Many elements in HL7 FHIR have a coded value, such as “gender” in the Patient resource or “bodySite” in the Observation resource. These codes are part of a code system that can be defined at different places (see the HL7 FHIR Terminology):

  • A set of fixed values from the HL7 FHIR specification (e.g. in the case of administrative gender this can be one out of four values, namely “male”, “female”, “other”, or “unknown”)

  • A code included in a Request for Comments (RFC) from the Internet Engineering Task Force (e.g. MIME types) or HL7 specifications (e.g. HL7 v2)

  • A dictionary, look up table, or enumeration that is locally maintained and defined by an application

  • An external terminology or ontology (e.g. SNOMED CT or LOINC)

In the context of this IG, we focus mainly on external terminologies or ontologies.

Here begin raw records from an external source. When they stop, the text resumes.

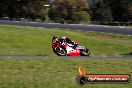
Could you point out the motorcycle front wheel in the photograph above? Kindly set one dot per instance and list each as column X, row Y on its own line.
column 85, row 52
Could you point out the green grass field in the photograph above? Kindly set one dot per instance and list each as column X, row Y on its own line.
column 37, row 41
column 58, row 72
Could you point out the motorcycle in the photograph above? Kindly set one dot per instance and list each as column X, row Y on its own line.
column 66, row 49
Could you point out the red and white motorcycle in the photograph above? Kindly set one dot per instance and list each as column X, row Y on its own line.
column 66, row 49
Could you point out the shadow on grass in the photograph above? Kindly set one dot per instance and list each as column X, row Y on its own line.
column 128, row 53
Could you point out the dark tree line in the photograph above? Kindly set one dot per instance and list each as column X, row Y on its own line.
column 75, row 10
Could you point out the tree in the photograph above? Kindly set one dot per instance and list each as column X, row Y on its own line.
column 69, row 10
column 101, row 11
column 122, row 10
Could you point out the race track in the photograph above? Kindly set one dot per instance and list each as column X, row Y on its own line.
column 107, row 29
column 96, row 28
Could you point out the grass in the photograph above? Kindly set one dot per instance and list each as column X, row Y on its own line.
column 37, row 41
column 47, row 73
column 59, row 72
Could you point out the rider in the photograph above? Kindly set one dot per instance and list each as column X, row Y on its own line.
column 65, row 39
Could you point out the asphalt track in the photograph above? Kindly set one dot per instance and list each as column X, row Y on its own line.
column 95, row 28
column 107, row 29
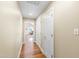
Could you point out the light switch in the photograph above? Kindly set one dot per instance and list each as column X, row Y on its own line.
column 76, row 31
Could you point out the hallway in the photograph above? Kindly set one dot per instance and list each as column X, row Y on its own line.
column 34, row 52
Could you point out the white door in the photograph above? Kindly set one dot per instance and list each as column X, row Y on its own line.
column 49, row 35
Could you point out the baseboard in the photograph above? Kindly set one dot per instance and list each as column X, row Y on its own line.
column 40, row 47
column 20, row 50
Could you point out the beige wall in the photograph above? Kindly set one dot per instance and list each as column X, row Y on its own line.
column 66, row 19
column 10, row 29
column 42, row 37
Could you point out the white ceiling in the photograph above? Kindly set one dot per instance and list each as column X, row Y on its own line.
column 32, row 9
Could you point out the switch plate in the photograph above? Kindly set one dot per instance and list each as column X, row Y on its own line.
column 76, row 31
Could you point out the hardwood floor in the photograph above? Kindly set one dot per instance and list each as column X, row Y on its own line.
column 33, row 52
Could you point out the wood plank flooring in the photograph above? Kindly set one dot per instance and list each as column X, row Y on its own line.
column 31, row 53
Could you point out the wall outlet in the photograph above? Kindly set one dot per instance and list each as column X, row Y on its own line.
column 76, row 31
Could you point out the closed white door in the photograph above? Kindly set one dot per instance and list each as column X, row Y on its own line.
column 49, row 35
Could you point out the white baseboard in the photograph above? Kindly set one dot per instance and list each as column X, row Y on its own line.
column 40, row 47
column 19, row 50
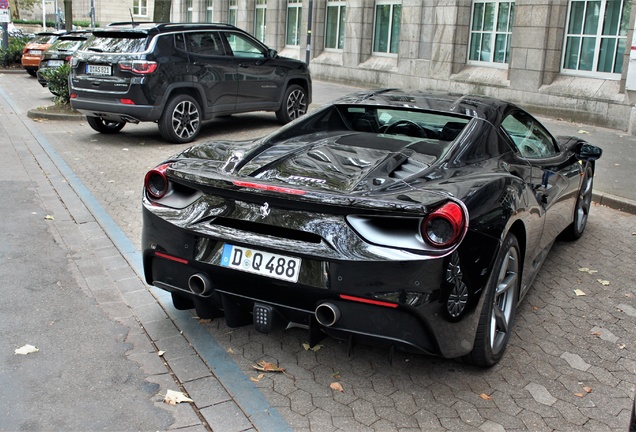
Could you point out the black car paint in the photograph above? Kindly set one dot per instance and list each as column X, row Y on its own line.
column 501, row 191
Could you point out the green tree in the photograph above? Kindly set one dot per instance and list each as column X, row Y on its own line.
column 162, row 11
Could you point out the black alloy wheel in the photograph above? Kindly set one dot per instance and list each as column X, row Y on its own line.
column 500, row 306
column 181, row 119
column 294, row 104
column 583, row 206
column 105, row 126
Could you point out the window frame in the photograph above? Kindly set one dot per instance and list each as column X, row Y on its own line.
column 390, row 33
column 598, row 37
column 209, row 11
column 341, row 7
column 298, row 6
column 493, row 34
column 141, row 8
column 260, row 29
column 232, row 12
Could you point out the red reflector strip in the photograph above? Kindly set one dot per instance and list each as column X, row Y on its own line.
column 368, row 301
column 269, row 188
column 171, row 258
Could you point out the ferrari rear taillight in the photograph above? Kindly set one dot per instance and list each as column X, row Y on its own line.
column 444, row 226
column 156, row 182
column 142, row 67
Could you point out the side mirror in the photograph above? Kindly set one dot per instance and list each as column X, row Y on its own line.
column 587, row 152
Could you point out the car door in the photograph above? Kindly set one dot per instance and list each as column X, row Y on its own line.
column 213, row 70
column 259, row 84
column 552, row 175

The HL7 FHIR specification describes how to select code systems in section 4.1.2 of the Terminology page (https://www.hl7.org/HL7 FHIR/terminologies.html#system) and the recommendations given here are an addition to what is mentioned on that page.

Implementing FAIR requires the use of terminologies that are themselves FAIR-compliant. To reach an acceptable level of FAIRness, the terminology should follow the ten simple rules for making a vocabulary FAIR, as described by Cox et al.

A vocabulary offered through a HL7 FHIR terminology service, makes it substantially FAIR.

First of all, a HL7 FHIR terminology service ensures that every code system, code, value set, and concept map has an unique identifier.

Enable the provision of rich metadata.

HL7 FHIR has a representation as Turtle RDF that offers a bridge to Semantic Web. In any case, a HL7 FHIR terminology service uses the standard HL7 FHIR operations and data formats, making it interoperable with other HL7 FHIR servers and clients. Finally, the terminology service Capability Statement provides a machine-readable representation of the functionality supported by a terminology server, helping reusability.